Sehr erbost über die Entscheidung zeigte sich der türkische Ministerpräsident Erdogan. Er sagte, dass Religions- und Meinungsfreiheit Grundrechte der Menschheit seien, "die nicht zur Abstimmung gestellt werden dürften". Der türkische Staatspräsident Abdullah Gül bezeichnete die Entscheidung gar als eine "Schande für die Schweizer". Auch im Vorfeld der Volksabstimmung gab es Kritik gegen die Anti-Minarett-Initiative. Denn die SVP hatte mit einem provozierenden und radikalen Plakat auf die Abstimmung aufmerksam gemacht. Es zeigt eine verschleierte Frau vor der Schweizer Nationalflagge, umgeben von schwarzen Minaretten, die wie Raketen aus der Fahne zu schießen scheinen.

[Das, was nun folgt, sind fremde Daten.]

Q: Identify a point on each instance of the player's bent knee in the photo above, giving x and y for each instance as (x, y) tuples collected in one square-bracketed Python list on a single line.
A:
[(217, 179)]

Darauf wurde mit viel Empörung reagiert, das Aufhängen der Plakate wurde schließlich in den meisten Städten verboten. Es hieß, dass auf diese Weise Hass und Vorurteile geschürt werden. Die Vereinten Nationen ("UN" oder "UNO") haben angekündigt, die Vereinbarkeit des Minarett-Verbots mit internationalem Recht zu untersuchen. Ob dieses Gesetz tatsächlich in Kraft treten wird, ist also noch nicht abschließend geklärt.
In Deutschland ist das Minarett-Verbot auf ein geteiltes Echo gestoßen. Eine Mehrheit äußert zwar ihre Bedenken zum Bauverbot von Minaretten und Moscheen oder zeigt sich sogar empört. Allerdings gab es wegen der geplanten neuen Moschee in Köln erst vor kurzem heftige Auseinandersetzungen zwischen Befürwortern und Gegnern. Die von rechten Gruppen gegründete Initiative "Pro-Köln" scheiterte jedoch mit ihrem Versuch, die geplante Moschee zu verhindern - der Kölner Stadtrat stimmte schließlich mit großer Mehrheit für den Bau. Undenkbar ist es allerdings nicht, dass auch die Deutschen gegen den Bau von Minaretten stimmen würden, wenn sie die Möglichkeit zur Wahl hätten - dies geht zumindest aus Umfragen hervor. Die Innenminister der Länder empfehlen den muslimischen Gemeinden sogar "Zurückhaltung" beim Bau neuer Moscheen, um die deutsche Bevölkerung damit nicht zu "überfordern".